Marketers admit they’re still uncertain about how to measure ROI for their SEO and content creation efforts. According to the 2014 State of Digital Marketing report from Web Marketing 123, 83 percent said they struggle to measure precise results from their SEO, and even more (88 percent) are uncertain about how to quantify social media marketing results. Google is coming to the rescue with content categories to help brands gather better insights about their campaigns. 

The new content grouping feature allows marketers to segment their pages into categories that can help marketers analyze their data in a more meaningful way by organizing similar pages into segments. As an example, the Google Analytics Blog post announcing the update gave a couple examples to demonstrate how:

  •  An ecommerce site might want to know whether its T-shirt category outperforms its jeans pages (in terms of website traffic or conversions), but marketers don’t want to (or know how to) look at individual URLs to find this information.
  •  Or, a news content sharing platform may need to see which topics bring in the most readers and keep people on pages. With pages sorted into broader categories, marketers can see that news pieces about green technology outperform political pieces when they compare single articles.

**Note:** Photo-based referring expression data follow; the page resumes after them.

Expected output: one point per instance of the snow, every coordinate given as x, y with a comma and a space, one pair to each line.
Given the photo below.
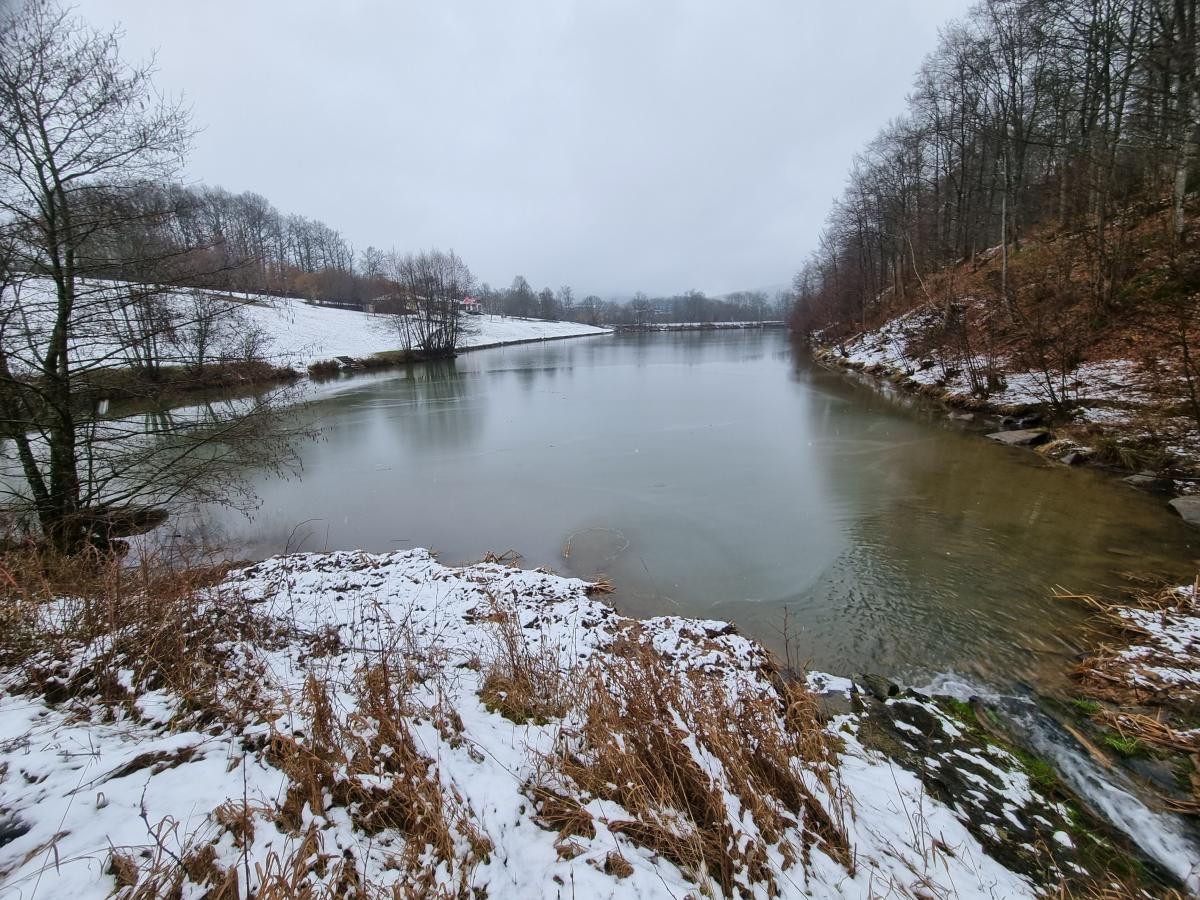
297, 333
1165, 655
1105, 389
303, 334
88, 780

When grouped together, strategists can identify the bigger picture of successful content and conclude it’s not a matter of individual articles doing better than others, but a trend that indicates user preference.

There are three ways marketers can add content groups to their sites: 

1. Tracking codes, such as: ga(‘set’, ‘contentGroup5’, ‘green-tech-news’)

2. Rules, such as: Page contains green technology news

3. Extraction, such as: /green-tech-news.(.*?)/

This is meant to take a lot of the guesswork out of content analytics for publishers, because it saves them the trouble of creating Advanced Segments. Essentially, Google’s new feature is a user-friendly approach to content drill-downs that will help marketers make smarter decisions in 2014 and beyond.